This is one for the “funny-but-actually-quite-mad” pile:
The outbreak of swine flu should be renamed “Mexican” influenza in deference to Muslim and Jewish sensitivities over pork, said an Israeli health official Monday. Deputy Health Minister Yakov Litzman said the reference to pigs is offensive to both religions and “we should call this Mexican flu and not swine flu,” he told a news conference at a hospital in central Israel. Both Judaism and Islam consider pigs unclean and forbid the eating of pork products.

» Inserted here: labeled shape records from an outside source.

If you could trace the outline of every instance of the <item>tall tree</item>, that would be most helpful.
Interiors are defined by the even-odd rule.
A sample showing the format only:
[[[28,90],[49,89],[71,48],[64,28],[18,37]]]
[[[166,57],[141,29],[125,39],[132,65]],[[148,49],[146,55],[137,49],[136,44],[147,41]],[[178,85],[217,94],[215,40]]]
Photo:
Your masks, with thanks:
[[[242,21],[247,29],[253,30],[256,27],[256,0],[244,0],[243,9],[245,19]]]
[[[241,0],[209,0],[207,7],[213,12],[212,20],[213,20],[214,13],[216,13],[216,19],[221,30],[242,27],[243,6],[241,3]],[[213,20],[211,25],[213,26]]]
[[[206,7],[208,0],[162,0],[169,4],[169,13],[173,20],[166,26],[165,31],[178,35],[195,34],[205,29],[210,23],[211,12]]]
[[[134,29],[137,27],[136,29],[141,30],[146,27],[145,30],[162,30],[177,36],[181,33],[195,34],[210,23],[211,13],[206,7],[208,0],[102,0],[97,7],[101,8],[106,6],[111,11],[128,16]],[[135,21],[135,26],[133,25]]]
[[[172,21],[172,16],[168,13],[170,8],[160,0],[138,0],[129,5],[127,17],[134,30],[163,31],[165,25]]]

Let’s set aside for a moment objections that the virus in question – a mongrel strain of H1N1 - has more to do with pigs than with Mexico as a whole, or indeed with Mexicans, as some might infer from the suggested renaming. Let’s also set aside the fact the virus has been found in the US, Canada, Spain, New Zealand and the UK, and has genetic elements of at least three other animal flu viruses found in North America, Asia and Europe. Let’s put that out of our minds and grapple with the much more pressing issue: When did the mere “reference to pigs” – i.e. the word “swine” - become such a trial for the devout? Will the indignity never end? And is the aforementioned “sensitivity” something to do with the fact that transmission from pigs to humans suggests a genetic commonality of some kind? I think we should be told.